Teaching Evidence as an Experiential Course

When I took Evidence in law school, I was bothered by the fact that it was taught like any other course--like a casebook course.  More than any other basic law school course, Evidence is a practical course.  It should be taught by first learning a rule of evidence, then applying it like a student would in the court room.

Steven Friedland has just posted a course portfolio in which he shows how evidence can be taught as a specialized form of applied trial advocacy.  (here)  Notably, Evidence is a required course at Elon.

Professor Friedland teaches Evidence as "learning by doing": "I approach this course as a specialized form of applied trial advocacy, using the trial context as a vehicle by which to teach the course objectives. The engaged and experiential dimensions of the course regularly incorporate a blend of simulated trial techniques, evidentiary objections, and courtroom settings. In essence, there is an emphasis on learning-by-doing. The in-class learning-by-doing contexts include group strategizing and problem solving, direct and cross examination, refreshing recollection, the examination of expert witnesses, laying evidentiary foundations for exhibits, hearsay statements and other rules, and, time permitting, student participation in a final trial prior to the end of the semester."

He notes that "While embedding the rules of evidence in their natural context of trial practice can be more challenging for students during the semester – given the speed and extended skill sets required for knowledge and technique acquisition – the trial context creates relevancy for students and deeper learning, both immediately and in the long-term, with numerous opportunities for feedback. It also helps the process when a group of students is engaged, participating, and challenged on a regular basis."
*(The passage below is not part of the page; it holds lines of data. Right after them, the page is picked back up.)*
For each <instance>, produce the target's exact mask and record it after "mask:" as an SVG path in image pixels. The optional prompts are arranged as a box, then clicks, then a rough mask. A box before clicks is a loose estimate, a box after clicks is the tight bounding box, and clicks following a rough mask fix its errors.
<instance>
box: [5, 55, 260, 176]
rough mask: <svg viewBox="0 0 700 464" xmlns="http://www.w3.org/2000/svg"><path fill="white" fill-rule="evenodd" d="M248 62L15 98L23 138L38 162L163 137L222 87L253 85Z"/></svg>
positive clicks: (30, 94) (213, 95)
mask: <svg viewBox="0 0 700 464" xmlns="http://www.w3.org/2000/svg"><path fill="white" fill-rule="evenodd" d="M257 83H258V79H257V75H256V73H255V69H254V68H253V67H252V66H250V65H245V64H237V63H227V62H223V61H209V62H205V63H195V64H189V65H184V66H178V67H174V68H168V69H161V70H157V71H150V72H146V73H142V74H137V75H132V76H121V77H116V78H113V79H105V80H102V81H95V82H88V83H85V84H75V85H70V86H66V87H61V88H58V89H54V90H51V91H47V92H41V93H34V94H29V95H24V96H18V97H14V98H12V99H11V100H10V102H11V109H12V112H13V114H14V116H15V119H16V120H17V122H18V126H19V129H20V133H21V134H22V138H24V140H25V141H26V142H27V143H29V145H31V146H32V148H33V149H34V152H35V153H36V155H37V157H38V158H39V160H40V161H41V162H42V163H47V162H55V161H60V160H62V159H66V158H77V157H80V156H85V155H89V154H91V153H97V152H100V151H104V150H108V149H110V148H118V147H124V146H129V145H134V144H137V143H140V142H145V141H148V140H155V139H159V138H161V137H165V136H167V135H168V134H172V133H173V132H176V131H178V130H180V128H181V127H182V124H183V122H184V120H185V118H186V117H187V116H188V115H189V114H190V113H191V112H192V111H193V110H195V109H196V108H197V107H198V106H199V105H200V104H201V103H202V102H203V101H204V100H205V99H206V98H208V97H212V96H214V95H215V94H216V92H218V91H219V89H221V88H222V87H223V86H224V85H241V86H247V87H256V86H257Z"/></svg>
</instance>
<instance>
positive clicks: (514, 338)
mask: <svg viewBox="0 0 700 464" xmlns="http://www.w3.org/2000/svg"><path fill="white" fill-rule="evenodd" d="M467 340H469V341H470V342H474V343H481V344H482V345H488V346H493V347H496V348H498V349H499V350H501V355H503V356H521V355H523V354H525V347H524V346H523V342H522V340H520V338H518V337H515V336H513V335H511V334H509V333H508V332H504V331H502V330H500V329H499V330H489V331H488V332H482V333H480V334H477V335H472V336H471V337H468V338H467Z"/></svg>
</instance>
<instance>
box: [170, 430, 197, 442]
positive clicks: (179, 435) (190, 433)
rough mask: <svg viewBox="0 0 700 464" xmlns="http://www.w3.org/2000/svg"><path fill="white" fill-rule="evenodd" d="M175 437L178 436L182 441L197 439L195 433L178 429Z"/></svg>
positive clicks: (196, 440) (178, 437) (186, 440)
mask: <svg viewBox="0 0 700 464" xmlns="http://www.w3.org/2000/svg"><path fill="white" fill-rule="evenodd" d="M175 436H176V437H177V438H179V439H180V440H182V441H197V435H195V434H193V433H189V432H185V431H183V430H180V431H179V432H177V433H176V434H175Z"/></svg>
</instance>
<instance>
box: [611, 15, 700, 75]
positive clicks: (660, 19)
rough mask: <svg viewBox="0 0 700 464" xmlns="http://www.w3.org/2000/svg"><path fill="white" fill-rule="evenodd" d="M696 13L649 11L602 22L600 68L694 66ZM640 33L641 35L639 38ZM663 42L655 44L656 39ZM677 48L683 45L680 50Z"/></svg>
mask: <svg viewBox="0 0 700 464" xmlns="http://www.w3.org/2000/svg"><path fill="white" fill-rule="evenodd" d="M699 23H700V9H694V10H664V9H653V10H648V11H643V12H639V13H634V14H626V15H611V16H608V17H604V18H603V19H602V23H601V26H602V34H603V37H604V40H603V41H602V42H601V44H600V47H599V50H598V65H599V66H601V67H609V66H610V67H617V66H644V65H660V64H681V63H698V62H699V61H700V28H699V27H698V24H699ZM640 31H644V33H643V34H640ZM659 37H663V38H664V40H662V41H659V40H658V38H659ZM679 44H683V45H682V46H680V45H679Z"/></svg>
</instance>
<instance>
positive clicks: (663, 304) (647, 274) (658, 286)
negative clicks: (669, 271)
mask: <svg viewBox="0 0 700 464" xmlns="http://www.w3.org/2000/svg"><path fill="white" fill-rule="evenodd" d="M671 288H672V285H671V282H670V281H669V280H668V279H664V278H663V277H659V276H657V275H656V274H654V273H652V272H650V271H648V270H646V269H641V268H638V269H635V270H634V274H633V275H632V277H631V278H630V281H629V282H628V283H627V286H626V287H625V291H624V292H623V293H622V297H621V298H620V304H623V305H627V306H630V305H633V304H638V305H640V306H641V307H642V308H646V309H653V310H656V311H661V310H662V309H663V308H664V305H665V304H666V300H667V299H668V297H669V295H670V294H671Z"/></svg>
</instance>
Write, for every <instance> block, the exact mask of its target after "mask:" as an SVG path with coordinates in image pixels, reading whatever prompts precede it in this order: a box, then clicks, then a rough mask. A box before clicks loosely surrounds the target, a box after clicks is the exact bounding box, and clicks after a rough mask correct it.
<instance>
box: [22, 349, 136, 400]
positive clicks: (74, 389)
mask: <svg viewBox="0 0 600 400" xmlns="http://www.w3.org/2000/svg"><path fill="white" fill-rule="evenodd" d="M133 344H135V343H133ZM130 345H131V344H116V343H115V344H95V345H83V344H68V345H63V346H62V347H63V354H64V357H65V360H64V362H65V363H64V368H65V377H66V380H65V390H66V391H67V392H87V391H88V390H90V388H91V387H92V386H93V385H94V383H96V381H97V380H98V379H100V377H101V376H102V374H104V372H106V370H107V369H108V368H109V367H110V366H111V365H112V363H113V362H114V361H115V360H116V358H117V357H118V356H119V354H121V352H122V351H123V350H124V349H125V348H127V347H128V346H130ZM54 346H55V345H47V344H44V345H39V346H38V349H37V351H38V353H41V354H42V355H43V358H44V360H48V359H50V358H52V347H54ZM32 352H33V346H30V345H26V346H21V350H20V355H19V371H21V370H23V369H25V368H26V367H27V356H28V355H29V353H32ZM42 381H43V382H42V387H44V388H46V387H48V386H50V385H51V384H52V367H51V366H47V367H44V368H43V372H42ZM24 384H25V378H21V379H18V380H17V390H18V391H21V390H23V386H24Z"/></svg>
He describes his teaching methods as: "Students are required to write out answers for to up to a half-dozen problems in the course book prior to discussion in class. Sometimes, students are asked to post a problem response on the course Web platform. At other times, students are asked to collaborate in small groups after they have written responses to a problem and to create an agreed upon structure for an answer that is then written on the classroom marker-boards. With up to ten groups writing answers on the front boards, the structures can be readily compared and discussed. On occasion, I ask students to bring in current events involving evidence for classroom discussion. Students also are assigned to observe a real trial proceeding or participate in a mock trial. If students observe a trial or proceeding, they are asked to write about it and post their reaction on the Internet."  He also stresses formative feedback in his class.

In sum, a class like this produces more retention of knowledge and deeper learning than traditional law school classes because it is active, engaging, challenging, collaborative, and transparent.  As Professor Friedland has declared, "When teaching, I would advise instructors to have fun; it is contagious. Be transparent. Let students know what the outcomes are for the main segments of the course and how to get there. Establish by word and deed that the course is collaborative, with student participation an essential component. Keep class challenging; if it is too easy, students will split their screens and pay partial attention. Be relevant to them, using props, videos, music, and more to draw them in."

You can find the materials that Professor Friedland uses in teaching his course here.

(Scott Fruehwald)

P.S. The Educating Tomorrow's Lawyers website has many more portfolios on teaching experiential courses here.  Experiential teaching can be used in any doctrinal area of law.